Pourquoi mettre ce fardeau sur les épaules des femmes ? Elles ont déjà tant à faire quand elles quittent un conjoint violent sans avoir à assurer en plus leur propre sécurité, a déclaré Angela Marie MacDougall, des Battered Women’s Support Services.

Les victimes n’ont ni l’énergie ni la force morale de s’adresser aux tribunaux, a fait valoir Mme Riendeau : elles doivent en priorité se placer en sécurité, parfois avec leurs enfants, s’assurer qu’ils puissent aller à l’école et subvenir à leurs besoins.

Parfois, elles ne savent pas à quelle porte cogner au tribunal ni comment rédiger les procédures.

La députée libérale Pam Damoff a signalé que certains estiment qu’il s’agit d’une mesure « supplémentaire », s’ajoutant aux pouvoirs des policiers — sans les éliminer.

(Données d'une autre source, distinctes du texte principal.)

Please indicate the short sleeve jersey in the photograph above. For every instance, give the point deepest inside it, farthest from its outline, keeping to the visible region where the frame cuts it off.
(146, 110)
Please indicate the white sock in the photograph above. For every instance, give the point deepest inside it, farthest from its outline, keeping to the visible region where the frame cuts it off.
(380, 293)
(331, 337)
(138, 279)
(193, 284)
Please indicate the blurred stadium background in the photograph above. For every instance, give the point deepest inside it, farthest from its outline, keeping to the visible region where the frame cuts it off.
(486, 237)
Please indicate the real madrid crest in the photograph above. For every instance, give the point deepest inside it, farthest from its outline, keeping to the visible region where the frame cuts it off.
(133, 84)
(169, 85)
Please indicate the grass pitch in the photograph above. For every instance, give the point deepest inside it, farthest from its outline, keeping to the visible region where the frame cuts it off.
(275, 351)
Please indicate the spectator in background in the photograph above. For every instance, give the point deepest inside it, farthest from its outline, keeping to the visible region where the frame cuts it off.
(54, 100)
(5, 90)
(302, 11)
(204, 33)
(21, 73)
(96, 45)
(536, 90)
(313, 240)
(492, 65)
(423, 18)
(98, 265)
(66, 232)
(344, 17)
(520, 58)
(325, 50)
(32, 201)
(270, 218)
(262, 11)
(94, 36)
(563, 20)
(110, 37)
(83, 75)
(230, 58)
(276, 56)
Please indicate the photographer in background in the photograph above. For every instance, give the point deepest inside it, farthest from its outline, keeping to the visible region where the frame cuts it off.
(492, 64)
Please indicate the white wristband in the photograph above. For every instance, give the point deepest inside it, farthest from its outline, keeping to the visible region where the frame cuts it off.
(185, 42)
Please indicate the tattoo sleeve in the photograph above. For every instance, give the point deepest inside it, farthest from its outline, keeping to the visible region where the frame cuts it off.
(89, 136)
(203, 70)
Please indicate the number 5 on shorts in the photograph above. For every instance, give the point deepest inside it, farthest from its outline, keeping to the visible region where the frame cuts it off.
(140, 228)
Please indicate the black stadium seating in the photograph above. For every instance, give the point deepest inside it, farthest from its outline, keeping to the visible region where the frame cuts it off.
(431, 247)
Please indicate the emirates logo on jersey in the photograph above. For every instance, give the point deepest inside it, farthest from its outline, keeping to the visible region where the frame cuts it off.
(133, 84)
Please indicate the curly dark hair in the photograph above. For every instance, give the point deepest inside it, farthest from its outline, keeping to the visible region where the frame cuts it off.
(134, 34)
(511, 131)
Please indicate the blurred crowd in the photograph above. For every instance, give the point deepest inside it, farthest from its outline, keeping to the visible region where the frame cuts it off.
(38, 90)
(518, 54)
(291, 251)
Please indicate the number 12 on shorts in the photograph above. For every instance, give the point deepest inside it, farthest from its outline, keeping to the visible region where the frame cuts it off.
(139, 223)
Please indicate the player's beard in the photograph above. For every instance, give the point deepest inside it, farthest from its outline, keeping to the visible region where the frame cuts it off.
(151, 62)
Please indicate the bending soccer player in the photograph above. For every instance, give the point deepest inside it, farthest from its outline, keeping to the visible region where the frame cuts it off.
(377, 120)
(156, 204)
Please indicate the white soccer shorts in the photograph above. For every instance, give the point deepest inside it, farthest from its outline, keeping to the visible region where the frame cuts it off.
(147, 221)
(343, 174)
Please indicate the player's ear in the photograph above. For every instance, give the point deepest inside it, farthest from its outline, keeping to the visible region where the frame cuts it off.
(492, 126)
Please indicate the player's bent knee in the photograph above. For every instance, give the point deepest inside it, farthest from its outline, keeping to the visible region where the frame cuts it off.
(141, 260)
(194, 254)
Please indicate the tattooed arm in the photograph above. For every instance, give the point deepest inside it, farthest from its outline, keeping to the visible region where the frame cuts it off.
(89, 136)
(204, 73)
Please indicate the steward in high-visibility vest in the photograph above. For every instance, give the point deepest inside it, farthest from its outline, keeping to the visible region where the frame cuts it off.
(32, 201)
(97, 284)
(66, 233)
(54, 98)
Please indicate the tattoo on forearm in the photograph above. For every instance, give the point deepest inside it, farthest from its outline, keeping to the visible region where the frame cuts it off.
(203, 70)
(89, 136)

Resserrer le système actuel

 

Mme Riendeau ne le voit pas de cet oeil. « On craint que les policiers, au lieu de faire les démarches, demandent aux victimes de les faire elles-mêmes », dit-elle, qualifiant le processus devant le juge de beaucoup « plus lourd » et plus complexe pour elles que de se rendre au poste de police ou de contacter le contrôleur des armes à feu.

Ce fut d’ailleurs le cas, dit-elle, avec l’article 810 du Code criminel, qui permet à une personne qui craint pour sa sécurité de demander à un juge d’ordonner à une autre personne de « garder la paix ». On a vu de « multiples cas » où des policiers ont dit à une femme de s’en occuper elle-même.

On craint que les policiers, au lieu de faire les démarches, demandent aux victimes de les faire elles-mêmes.

Il faudrait plutôt travailler à resserrer le système actuel afin de le rendre plus efficace, soutient Mme Riendeau.

Elle n’est pas la seule à penser cela. « Il n’y a aucun soutien de la part d’organisations féministes reconnues de lutte contre la violence intime pour la mesure de “drapeau rouge” proposée par C-21 », peut-on lire dans le mémoire de PolySeSouvient présenté au Comité sur la sécurité publique.

« Cette option va à l’encontre du principe durement défendu qui consiste à retirer toute responsabilité à la victime en ce qui concerne la décision de porter des accusations contre un agresseur, car cela peut mettre davantage en danger la victime. »

De façon générale, les groupes de femmes voient C-21 comme un pas dans la bonne direction, mais ils désirent des améliorations. L’étude du projet de loi article par article doit débuter sous peu.